Что же пошло не так?
В течение первого часа все складывалось прекрасно. Кардинал всегда ел очень мало (никогда не прикасаясь к мясу) и до нелепого медленно. Если суп отнимал у него десять минут, то рис требовал уже получаса. Можно с уверенностью сказать, что зародыш последовавших вскоре осложнений присутствовал в самих характерах двух друзей. Они были столь несхожи, что человеку, слушавшему их разговор, начинало казаться, будто перед ним играют утонченную комедию. Прежде всего, Астри-Люс совершила ошибку, упомянув баварского Монсиньора. Она подозревала, что Кардинал не питает симпатии к каким бы то ни было могущим возникнуть у нее планам помощи Церкви в подобных делах, и ей не терпелось обсудить с ним вопрос о том, как ей распорядиться своим богатством, однако Кардинал не пожелал дать ей ни малейшего совета. Он избегал этой темы с неисчерпаемой изобретательностью. При настроениях, царивших в ту пору в Риме, было чрезвычайно важно, чтобы он ни в коей мере не влиял на эту сторону жизни своих друзей. Тем не менее он не скрыл от Астри-Люс своей уверенности в том, что она, решая эту проблему, наделает глупостей. Ему было больно видеть, как столь мощное орудие прогресса гибнет, попадая в руки церковных администраторов.

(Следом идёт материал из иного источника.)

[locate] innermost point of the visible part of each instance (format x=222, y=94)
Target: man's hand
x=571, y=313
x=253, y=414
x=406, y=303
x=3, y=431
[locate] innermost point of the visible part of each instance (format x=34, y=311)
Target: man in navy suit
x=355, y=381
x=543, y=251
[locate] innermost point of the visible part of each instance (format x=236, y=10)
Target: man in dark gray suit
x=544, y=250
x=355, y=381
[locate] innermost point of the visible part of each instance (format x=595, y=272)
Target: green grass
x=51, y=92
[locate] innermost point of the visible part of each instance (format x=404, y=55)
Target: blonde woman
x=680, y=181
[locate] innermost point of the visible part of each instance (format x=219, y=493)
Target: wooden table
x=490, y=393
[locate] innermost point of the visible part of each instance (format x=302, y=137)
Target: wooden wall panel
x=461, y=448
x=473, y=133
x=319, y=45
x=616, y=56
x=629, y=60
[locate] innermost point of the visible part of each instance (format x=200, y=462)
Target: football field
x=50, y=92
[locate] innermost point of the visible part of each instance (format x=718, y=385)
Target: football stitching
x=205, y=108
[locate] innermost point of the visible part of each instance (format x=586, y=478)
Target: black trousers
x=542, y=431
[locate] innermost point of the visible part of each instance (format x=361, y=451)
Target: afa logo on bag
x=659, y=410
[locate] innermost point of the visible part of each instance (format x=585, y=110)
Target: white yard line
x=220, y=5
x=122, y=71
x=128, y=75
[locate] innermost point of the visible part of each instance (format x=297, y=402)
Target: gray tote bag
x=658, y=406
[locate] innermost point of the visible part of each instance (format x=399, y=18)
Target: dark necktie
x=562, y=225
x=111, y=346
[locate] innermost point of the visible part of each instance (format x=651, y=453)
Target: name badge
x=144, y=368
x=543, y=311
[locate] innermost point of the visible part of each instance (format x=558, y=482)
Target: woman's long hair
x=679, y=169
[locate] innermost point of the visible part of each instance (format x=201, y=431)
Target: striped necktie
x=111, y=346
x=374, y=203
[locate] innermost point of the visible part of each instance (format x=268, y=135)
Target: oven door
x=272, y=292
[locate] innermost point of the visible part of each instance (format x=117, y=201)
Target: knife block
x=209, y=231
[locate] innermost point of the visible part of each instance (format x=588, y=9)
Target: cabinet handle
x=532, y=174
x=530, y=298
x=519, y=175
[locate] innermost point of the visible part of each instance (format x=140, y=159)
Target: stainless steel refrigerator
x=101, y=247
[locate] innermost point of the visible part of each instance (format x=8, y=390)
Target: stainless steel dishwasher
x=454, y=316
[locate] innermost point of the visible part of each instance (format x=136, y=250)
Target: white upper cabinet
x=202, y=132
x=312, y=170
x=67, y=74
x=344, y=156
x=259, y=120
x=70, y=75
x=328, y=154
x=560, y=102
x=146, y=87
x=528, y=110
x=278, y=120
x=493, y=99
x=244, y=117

Нам следует помнить и о том, что дело происходило в канун его восьмидесятилетия. Мы уже видели, какую насмешливую горечь вызывало у него это событие. Как сам он сказал впоследствии, ему следовало бы умереть в тот миг, когда он оставил свою работу в Китае. Прошедшие с той поры восемь лет были сном, становившимся чем дальше, тем пуще запутанным. Жизнь – это борьба, и вдали от поля сражения в сознании Кардинала происходили пугающие перемены. И вера – это тоже борьба, а поскольку бороться ему более не приходилось, обрести веру было не в чем. Да и бесконечное чтение как-то сказалось на нем… Но прежде всего нам следует помнить об ужасе, овладевавшем Кардиналом при мысли, что народ Рима ненавидит его. Умерев, он оставит после себя память, в которой не будет места ни любви, ни достоинству. Анонимное письмо поведало ему, что даже в Неаполе детей приводят к послушанию угрозами отдать их Желтому Кардиналу, который сдерет с них кожу. Будучи молодым, над такими слухами можно и посмеяться, но старея, становишься чувствительным к холоду. Он уходил из мира, где при его имени содрогались от страха, в другой, утративший некогда присущую ему ясность очертаний, но еще способный даровать хотя бы то утешение, что оттуда не увидишь, как люди исподтишка плюют на возведенные в превосходную степень слова, составляющие твою эпитафию.